A diferencia de Roth, Schnitzler había conocido la forma de vida que el autor de El Leviatán anhelaba, pero no pudo ver en ella el idilio, sino sólo el abismo. Schnitzler sabe demasiado bien, gracias a Freud, que la etiqueta y las fachadas hermosas son disfraces que impiden ver lo grotesco y deforme. En la monarquía de los Habsburgo, las fachadas se independizaron y dejaron suelto y libre lo deforme y lo grotesco. A esta constelación las figuras de Schnitzler se enfrentan una y otra vez: no pueden encontrar su destino porque no lo hay. A ellas sólo espera una superficie bidimensional. La dimensión faltante es una amenaza externa, lo deforme desprendido que había completado ––antes, quién sabe cuándo–– la superficie. Y nadie, ni ellas ni nosotros, puede querer que el complemento vuelva a adherirse a la superficie porque esto significa guerra y matanza y pogromo y campo de concentración. Creo que esta constelación sin duda esquizofrénica es la esencia de la gran literatura austriaca.

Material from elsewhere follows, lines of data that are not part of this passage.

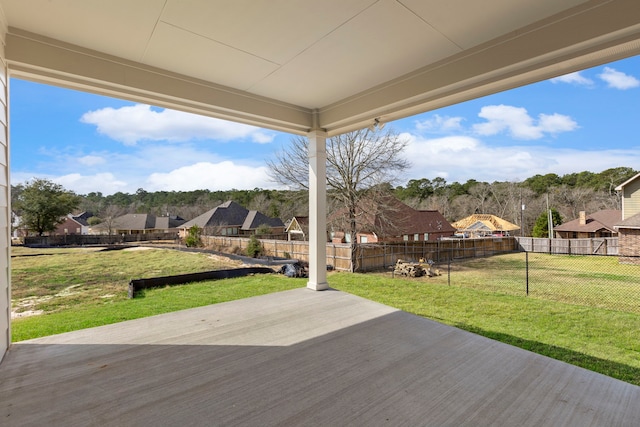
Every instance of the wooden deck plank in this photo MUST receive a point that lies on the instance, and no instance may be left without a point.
(298, 358)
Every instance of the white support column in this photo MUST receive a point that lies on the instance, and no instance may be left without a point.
(5, 205)
(317, 210)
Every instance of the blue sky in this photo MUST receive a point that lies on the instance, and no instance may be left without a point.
(582, 121)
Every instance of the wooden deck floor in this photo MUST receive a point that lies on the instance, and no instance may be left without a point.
(298, 358)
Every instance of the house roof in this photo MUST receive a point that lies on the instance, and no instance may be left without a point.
(231, 214)
(604, 219)
(632, 222)
(485, 222)
(82, 218)
(228, 214)
(389, 216)
(621, 186)
(255, 219)
(143, 222)
(298, 223)
(276, 67)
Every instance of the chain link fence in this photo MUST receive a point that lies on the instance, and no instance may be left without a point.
(594, 281)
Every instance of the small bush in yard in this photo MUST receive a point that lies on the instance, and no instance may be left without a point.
(193, 237)
(254, 248)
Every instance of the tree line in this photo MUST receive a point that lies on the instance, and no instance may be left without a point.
(567, 195)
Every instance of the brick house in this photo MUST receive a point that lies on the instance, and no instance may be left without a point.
(389, 220)
(483, 225)
(73, 225)
(232, 219)
(598, 224)
(629, 227)
(139, 224)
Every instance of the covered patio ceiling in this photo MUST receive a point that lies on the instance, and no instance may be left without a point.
(304, 65)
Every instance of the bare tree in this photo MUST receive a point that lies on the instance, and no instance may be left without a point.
(358, 164)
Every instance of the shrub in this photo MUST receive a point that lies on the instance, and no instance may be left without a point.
(192, 239)
(254, 248)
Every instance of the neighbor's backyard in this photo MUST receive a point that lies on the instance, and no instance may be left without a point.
(582, 310)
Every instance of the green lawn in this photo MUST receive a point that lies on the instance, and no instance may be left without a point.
(79, 289)
(602, 340)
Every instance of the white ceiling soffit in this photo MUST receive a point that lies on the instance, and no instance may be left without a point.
(294, 65)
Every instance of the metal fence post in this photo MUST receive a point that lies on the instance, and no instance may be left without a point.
(526, 263)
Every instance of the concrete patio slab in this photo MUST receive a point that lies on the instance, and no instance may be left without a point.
(298, 358)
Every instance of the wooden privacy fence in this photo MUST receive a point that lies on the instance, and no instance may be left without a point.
(591, 246)
(371, 257)
(382, 256)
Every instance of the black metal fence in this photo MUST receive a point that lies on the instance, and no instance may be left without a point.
(586, 280)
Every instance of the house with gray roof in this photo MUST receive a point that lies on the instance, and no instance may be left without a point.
(232, 219)
(139, 224)
(596, 225)
(629, 226)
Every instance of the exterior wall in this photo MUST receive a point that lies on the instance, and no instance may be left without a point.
(631, 199)
(5, 205)
(629, 242)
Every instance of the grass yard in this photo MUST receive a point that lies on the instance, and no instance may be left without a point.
(79, 288)
(595, 281)
(65, 290)
(602, 340)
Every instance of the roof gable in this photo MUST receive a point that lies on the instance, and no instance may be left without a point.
(604, 219)
(490, 223)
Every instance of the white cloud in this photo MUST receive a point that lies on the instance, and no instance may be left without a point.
(84, 184)
(573, 78)
(91, 160)
(461, 158)
(440, 124)
(215, 176)
(140, 122)
(519, 124)
(618, 80)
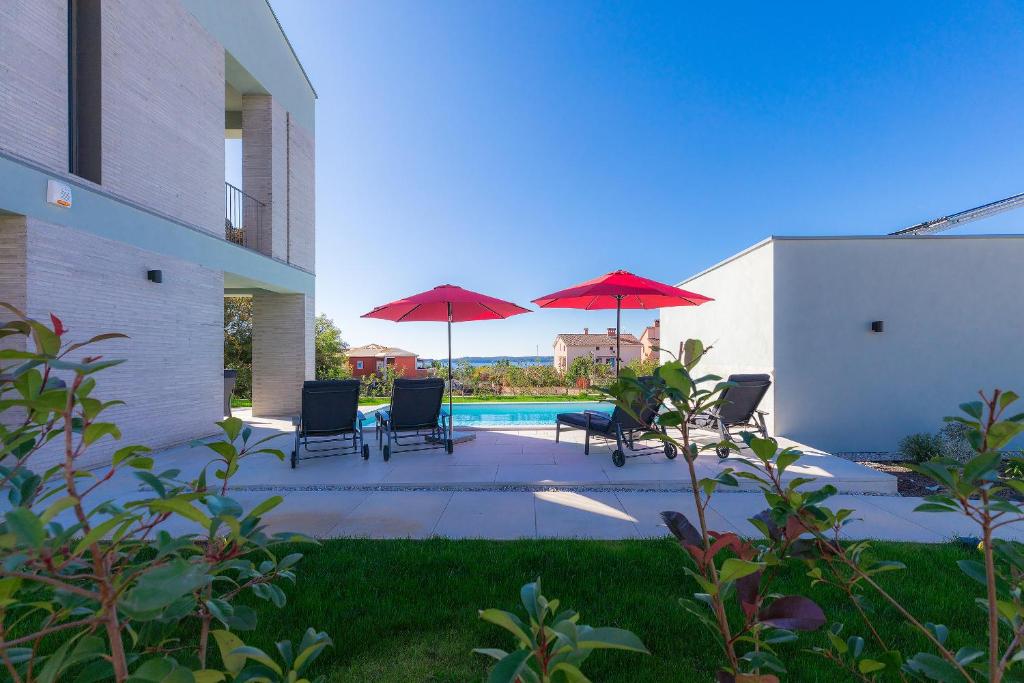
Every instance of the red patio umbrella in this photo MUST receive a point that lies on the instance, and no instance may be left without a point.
(621, 290)
(446, 302)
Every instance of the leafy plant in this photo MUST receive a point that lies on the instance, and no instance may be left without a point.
(725, 566)
(330, 350)
(921, 447)
(239, 343)
(551, 645)
(104, 588)
(798, 526)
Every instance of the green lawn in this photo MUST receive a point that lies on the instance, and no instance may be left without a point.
(378, 400)
(406, 610)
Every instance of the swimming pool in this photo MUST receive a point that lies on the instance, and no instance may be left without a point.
(497, 415)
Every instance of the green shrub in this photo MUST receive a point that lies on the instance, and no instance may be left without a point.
(921, 447)
(98, 589)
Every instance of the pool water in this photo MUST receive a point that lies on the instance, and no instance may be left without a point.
(497, 415)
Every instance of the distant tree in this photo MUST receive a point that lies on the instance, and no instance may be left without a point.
(642, 367)
(331, 350)
(239, 342)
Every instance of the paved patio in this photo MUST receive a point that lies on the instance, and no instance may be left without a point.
(508, 484)
(497, 459)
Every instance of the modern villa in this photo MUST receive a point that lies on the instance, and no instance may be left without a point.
(853, 329)
(114, 210)
(600, 346)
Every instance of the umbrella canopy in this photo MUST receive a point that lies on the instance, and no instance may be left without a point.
(432, 305)
(619, 290)
(446, 303)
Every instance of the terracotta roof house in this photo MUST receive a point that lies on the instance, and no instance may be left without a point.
(372, 358)
(600, 346)
(651, 341)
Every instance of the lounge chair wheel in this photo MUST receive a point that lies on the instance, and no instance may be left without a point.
(619, 458)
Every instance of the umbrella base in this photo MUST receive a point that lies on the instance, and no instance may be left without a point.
(457, 437)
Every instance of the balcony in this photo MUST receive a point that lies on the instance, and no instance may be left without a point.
(244, 216)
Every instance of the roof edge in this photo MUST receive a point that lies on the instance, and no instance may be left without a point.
(843, 238)
(292, 48)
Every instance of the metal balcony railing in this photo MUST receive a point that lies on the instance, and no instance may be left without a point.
(243, 217)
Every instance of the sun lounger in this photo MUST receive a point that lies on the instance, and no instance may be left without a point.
(621, 427)
(738, 410)
(331, 419)
(415, 415)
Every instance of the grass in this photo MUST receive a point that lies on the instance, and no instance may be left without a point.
(378, 400)
(407, 610)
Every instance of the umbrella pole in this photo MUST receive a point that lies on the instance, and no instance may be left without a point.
(619, 331)
(451, 412)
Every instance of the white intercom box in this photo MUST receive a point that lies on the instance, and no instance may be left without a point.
(58, 193)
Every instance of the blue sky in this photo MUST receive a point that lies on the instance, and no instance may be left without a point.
(519, 147)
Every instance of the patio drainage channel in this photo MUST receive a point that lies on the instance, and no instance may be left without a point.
(577, 488)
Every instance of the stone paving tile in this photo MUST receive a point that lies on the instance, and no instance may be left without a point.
(316, 513)
(449, 473)
(585, 515)
(408, 514)
(646, 508)
(500, 515)
(550, 474)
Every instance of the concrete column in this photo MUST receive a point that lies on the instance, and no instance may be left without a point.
(283, 351)
(264, 170)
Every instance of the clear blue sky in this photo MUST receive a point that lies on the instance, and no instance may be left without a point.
(518, 147)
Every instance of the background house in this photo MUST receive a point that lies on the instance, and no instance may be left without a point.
(802, 309)
(125, 108)
(651, 341)
(600, 346)
(373, 358)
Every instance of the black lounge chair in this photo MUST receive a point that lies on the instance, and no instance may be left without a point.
(330, 415)
(415, 412)
(621, 427)
(737, 411)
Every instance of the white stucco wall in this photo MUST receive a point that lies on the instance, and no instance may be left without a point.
(801, 309)
(952, 310)
(738, 323)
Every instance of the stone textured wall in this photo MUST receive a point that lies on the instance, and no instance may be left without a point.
(34, 81)
(301, 197)
(163, 111)
(264, 169)
(283, 351)
(172, 377)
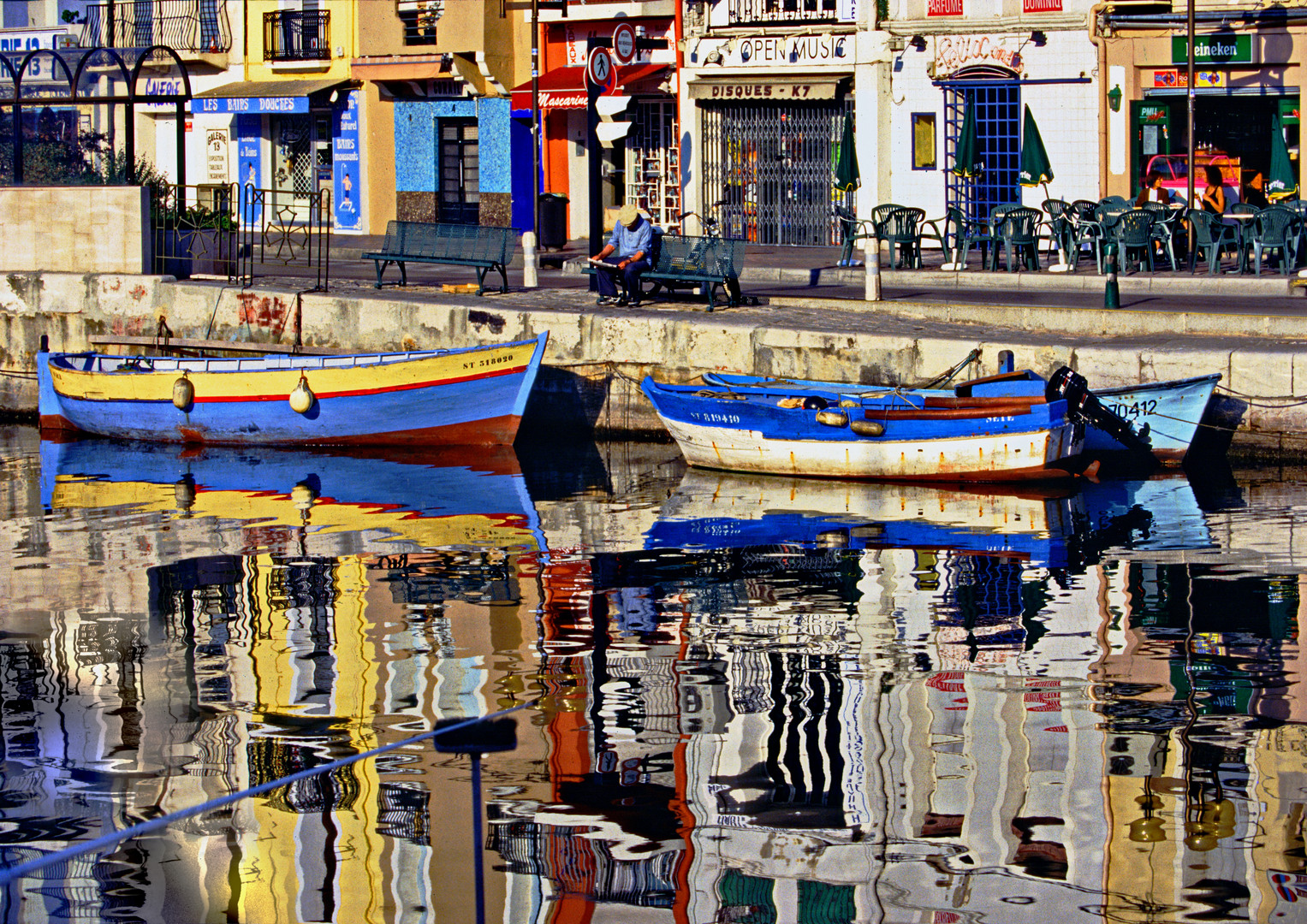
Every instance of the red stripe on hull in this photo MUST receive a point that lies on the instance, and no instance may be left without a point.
(490, 431)
(354, 393)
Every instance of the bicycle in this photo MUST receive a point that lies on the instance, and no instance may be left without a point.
(711, 257)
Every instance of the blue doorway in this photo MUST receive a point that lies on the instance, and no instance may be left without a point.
(996, 96)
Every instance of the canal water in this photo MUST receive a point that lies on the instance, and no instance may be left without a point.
(722, 698)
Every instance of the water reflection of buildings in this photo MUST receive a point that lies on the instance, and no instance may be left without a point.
(850, 703)
(151, 678)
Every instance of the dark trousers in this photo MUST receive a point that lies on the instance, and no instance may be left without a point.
(630, 279)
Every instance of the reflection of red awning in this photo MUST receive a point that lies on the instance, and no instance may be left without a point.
(565, 88)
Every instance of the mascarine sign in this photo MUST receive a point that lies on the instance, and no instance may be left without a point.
(769, 52)
(944, 7)
(1212, 50)
(953, 52)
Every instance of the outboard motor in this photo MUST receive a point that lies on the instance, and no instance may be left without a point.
(1068, 386)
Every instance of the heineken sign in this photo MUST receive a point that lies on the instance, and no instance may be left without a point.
(1212, 50)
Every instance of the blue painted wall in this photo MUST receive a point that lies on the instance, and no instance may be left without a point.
(414, 141)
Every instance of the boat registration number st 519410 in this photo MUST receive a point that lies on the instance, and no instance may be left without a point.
(1135, 411)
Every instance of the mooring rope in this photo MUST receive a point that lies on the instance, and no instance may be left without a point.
(113, 838)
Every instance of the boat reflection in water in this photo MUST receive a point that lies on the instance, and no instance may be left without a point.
(769, 700)
(305, 500)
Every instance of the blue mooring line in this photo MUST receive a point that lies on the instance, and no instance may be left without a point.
(25, 869)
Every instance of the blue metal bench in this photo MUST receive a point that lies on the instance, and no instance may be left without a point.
(685, 262)
(481, 246)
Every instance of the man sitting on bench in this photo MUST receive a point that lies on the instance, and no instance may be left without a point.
(630, 242)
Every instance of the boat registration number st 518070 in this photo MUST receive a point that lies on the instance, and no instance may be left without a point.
(1133, 411)
(490, 361)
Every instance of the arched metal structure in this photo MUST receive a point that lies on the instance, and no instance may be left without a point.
(76, 77)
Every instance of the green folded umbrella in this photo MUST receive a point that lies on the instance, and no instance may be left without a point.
(1282, 181)
(966, 158)
(1034, 160)
(846, 163)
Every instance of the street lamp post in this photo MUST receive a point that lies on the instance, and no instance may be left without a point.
(1188, 94)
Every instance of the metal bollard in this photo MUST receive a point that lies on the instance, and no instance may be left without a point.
(1111, 292)
(873, 270)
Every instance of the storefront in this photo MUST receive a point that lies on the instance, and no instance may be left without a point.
(770, 114)
(642, 166)
(297, 140)
(934, 79)
(1247, 86)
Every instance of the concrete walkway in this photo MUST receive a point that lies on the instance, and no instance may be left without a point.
(786, 270)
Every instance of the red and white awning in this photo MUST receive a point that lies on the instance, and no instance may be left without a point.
(565, 88)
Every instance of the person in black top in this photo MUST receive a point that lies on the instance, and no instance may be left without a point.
(1257, 193)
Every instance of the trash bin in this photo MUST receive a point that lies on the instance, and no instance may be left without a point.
(553, 220)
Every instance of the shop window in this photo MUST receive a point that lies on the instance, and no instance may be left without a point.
(923, 140)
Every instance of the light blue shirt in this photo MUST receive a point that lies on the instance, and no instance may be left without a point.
(629, 243)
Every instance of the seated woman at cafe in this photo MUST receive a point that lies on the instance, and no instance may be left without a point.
(1153, 191)
(1215, 198)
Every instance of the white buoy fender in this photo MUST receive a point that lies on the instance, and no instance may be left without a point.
(183, 394)
(302, 398)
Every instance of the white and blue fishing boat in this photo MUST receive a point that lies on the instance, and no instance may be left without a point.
(1001, 429)
(466, 396)
(1168, 412)
(394, 500)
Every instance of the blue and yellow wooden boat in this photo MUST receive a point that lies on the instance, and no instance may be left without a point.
(419, 398)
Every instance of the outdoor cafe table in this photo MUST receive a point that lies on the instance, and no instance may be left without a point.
(1242, 230)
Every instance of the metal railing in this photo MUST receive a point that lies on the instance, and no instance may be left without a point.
(183, 25)
(285, 229)
(240, 233)
(297, 36)
(752, 12)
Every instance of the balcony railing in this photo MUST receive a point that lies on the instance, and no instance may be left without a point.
(758, 12)
(294, 36)
(185, 25)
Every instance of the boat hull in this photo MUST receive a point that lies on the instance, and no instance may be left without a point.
(425, 398)
(756, 435)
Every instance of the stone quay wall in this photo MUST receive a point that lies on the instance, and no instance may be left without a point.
(597, 357)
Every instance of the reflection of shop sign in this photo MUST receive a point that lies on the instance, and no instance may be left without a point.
(573, 99)
(761, 91)
(216, 155)
(1179, 79)
(800, 50)
(953, 52)
(1212, 50)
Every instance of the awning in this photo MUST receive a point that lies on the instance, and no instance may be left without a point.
(268, 96)
(428, 67)
(768, 89)
(565, 88)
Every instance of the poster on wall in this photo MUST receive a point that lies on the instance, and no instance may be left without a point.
(248, 166)
(347, 190)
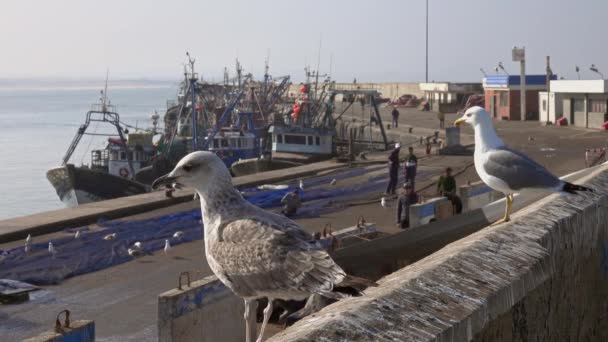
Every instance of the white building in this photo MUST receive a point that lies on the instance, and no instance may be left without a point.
(584, 103)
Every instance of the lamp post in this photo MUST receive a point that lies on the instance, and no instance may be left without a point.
(427, 42)
(595, 70)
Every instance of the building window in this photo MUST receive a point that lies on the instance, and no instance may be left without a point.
(597, 106)
(504, 99)
(578, 105)
(295, 139)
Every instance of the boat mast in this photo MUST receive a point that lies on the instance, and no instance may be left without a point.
(193, 80)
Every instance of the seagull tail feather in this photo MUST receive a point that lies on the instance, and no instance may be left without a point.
(573, 188)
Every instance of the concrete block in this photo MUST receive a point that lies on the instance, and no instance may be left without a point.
(204, 311)
(477, 195)
(79, 331)
(423, 213)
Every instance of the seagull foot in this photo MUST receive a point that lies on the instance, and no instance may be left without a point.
(502, 220)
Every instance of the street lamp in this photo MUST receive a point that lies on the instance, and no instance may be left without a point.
(427, 42)
(595, 70)
(502, 68)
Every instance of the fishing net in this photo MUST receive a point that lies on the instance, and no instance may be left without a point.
(90, 252)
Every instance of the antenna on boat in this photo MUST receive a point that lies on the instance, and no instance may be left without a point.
(104, 93)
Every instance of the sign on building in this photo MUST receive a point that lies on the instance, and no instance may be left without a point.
(519, 54)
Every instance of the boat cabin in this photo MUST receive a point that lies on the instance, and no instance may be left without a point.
(114, 159)
(305, 140)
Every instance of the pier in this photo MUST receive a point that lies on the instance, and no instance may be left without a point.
(123, 299)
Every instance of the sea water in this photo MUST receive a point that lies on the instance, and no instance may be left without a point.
(38, 125)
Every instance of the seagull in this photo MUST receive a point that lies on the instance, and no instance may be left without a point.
(52, 249)
(134, 252)
(3, 255)
(28, 243)
(167, 246)
(110, 237)
(254, 252)
(506, 170)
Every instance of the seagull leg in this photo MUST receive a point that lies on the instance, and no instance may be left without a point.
(248, 326)
(267, 314)
(508, 209)
(506, 218)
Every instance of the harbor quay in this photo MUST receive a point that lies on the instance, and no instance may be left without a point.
(96, 280)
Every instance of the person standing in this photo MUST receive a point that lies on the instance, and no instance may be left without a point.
(411, 163)
(395, 114)
(447, 187)
(407, 199)
(291, 202)
(441, 117)
(393, 169)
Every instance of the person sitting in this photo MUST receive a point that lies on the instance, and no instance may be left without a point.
(446, 186)
(291, 202)
(407, 199)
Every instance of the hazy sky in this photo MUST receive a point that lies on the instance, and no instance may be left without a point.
(371, 40)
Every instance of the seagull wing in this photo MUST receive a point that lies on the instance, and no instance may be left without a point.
(518, 171)
(273, 255)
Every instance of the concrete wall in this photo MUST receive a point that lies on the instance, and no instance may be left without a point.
(541, 277)
(204, 311)
(391, 90)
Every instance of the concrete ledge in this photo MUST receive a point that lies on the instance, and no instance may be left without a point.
(543, 276)
(204, 311)
(80, 331)
(51, 221)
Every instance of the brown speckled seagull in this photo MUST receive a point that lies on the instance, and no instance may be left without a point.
(254, 252)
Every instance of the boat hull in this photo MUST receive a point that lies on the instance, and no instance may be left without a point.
(80, 185)
(254, 165)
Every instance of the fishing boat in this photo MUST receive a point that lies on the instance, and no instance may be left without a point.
(111, 171)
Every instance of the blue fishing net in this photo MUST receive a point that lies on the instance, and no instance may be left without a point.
(91, 252)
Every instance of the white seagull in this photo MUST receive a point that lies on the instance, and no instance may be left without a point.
(52, 249)
(254, 252)
(167, 246)
(504, 169)
(110, 237)
(28, 243)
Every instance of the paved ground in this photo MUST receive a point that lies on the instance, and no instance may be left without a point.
(122, 299)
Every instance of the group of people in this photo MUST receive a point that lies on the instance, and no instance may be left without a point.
(446, 186)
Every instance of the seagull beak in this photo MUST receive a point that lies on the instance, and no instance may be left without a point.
(459, 121)
(166, 180)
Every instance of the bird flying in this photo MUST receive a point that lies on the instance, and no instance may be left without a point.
(504, 169)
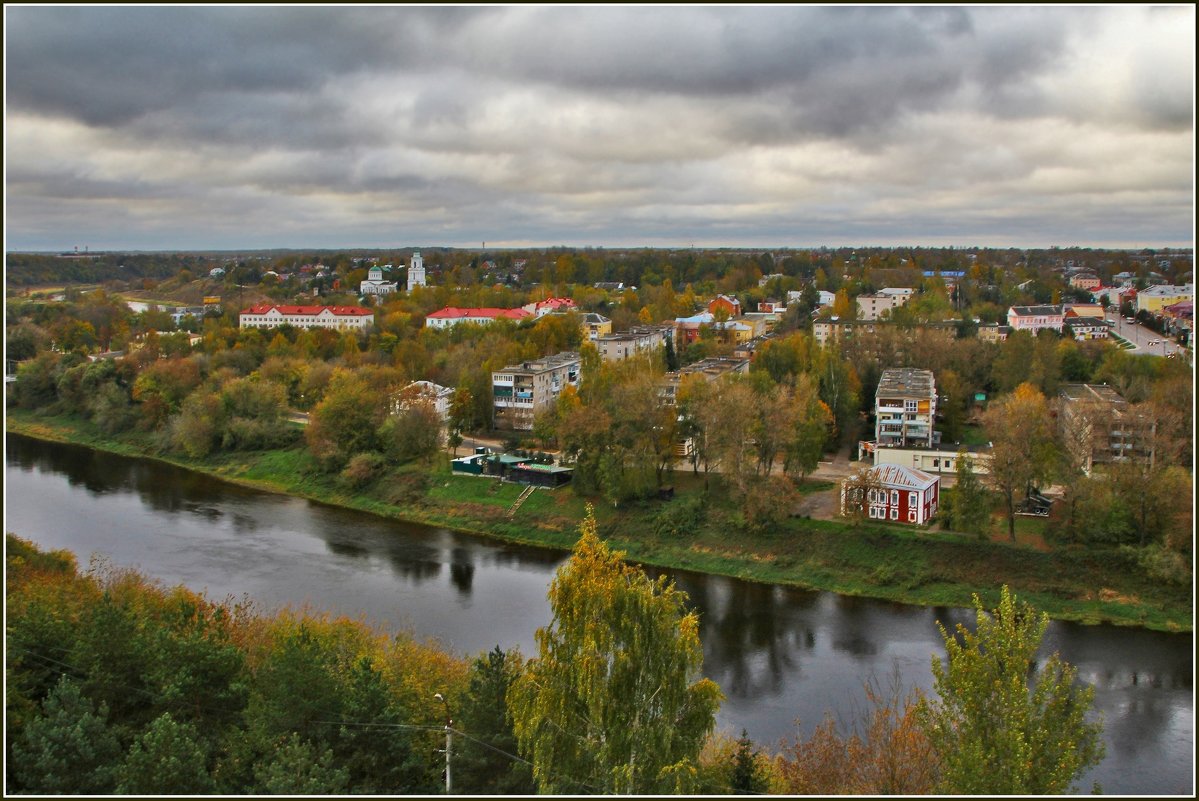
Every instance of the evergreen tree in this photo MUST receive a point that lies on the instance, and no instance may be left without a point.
(481, 764)
(168, 758)
(70, 748)
(747, 777)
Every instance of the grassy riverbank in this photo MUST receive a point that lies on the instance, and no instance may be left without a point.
(891, 562)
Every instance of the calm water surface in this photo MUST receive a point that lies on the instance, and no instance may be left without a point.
(779, 655)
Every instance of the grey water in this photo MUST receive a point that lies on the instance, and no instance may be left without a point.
(783, 657)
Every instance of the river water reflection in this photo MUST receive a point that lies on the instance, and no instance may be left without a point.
(778, 654)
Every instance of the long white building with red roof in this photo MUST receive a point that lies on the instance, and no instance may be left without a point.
(898, 493)
(266, 315)
(452, 315)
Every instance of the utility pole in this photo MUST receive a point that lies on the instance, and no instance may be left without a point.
(449, 741)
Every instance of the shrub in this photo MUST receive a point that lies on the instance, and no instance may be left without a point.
(361, 470)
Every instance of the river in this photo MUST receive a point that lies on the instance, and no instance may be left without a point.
(778, 654)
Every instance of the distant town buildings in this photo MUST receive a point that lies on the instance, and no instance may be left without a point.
(1154, 299)
(374, 284)
(451, 315)
(306, 317)
(1035, 318)
(416, 271)
(904, 408)
(642, 339)
(1100, 427)
(523, 390)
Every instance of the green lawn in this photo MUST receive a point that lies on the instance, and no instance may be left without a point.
(896, 562)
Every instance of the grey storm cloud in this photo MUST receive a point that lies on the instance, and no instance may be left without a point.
(627, 124)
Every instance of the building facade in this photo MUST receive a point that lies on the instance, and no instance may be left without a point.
(416, 271)
(904, 408)
(374, 284)
(523, 390)
(306, 317)
(452, 315)
(642, 339)
(1100, 427)
(898, 494)
(1154, 299)
(1035, 318)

A la vez, estoy convencido de que surgieron, la esquizofrenia y la grandeza cultural, en un periodo poco conocido de la historia centroeuropea: el Biedermeier. El periodo se conoce también como Vormärz, antes del marzo revolucionario de 1848. En política, equivale al gobierno de mano dura del príncipe Clemens von Metternich, el creador de la Europa posnapoleónica que se había armado bajo su batuta intrigante en el Congreso de Viena de 1814/ 15. El canciller se apoyaba en una censura estricta y eficiente que callaba a intelectuales y artistas. Encontró muchos enemigos entre los escritores europeos, quizás el más prominente haya sido Stendhal. En Austria, el gran dramaturgo y narrador Franz Grillparzer dejó de publicar alrededor de 1835 a causa de la política restrictiva de Metternich. Mas, Grillparzer no dejó de escribir.

El nombre “Biedermeier” es impuesto, se basa en unos versos satíricos publicados sobre un poeta aficionado apellidado Biedermeier quien parecía representar la supuesta mediocridad cultural e intelectual de los años 1815 a 1848. Es cierto que el arte y la literatura del Biedermeier se encapsulan, hay un retiro a lo privado, un intento de separar la esfera pública y política del arte y de la poesía. No había otra opción, ya que la censura de Metternich impedía un arte público, si ese arte era contestatario o cuestionaba las realidades dadas. Entonces, si el arte quería preservar sus características ontológicas, el confinamiento era inevitable. No obstante, el Biedermeier produce gran arte, no es esta apoteosis de la mediocridad que algunos críticos hasta hoy detectan en él. Los pintores, músicos y poetas del Biedermeier hibernan porque sus ideas y proyectos innovadores entran en conflicto con una forma, con una etiqueta política muy exitosa que equivale al dominio de los Habsburgo sobre todo un continente, de la realización del principio AEIOU (posiblemente “Austriae est imperare orbi universo”) a lo largo de tres décadas. El arte se retira modestamente ante ese brillo de la superficie, pero resguarda con celos el verdadero contenido de la etiqueta: la hipocresía, la arrogancia que reta hasta a la muerte, el suicidio que es una manera de retar al destino, la desigualdad social, el descontento de los estados no germanos del Imperio, la importancia otorgada a figuras militares y autoritarias, una moral sexual represiva que produce la imposibilidad de un trato social satisfactorio, etc. Esta cloaca normativa se gesta en el Biedermeier y se esconde, pero no puede permanecer invisible.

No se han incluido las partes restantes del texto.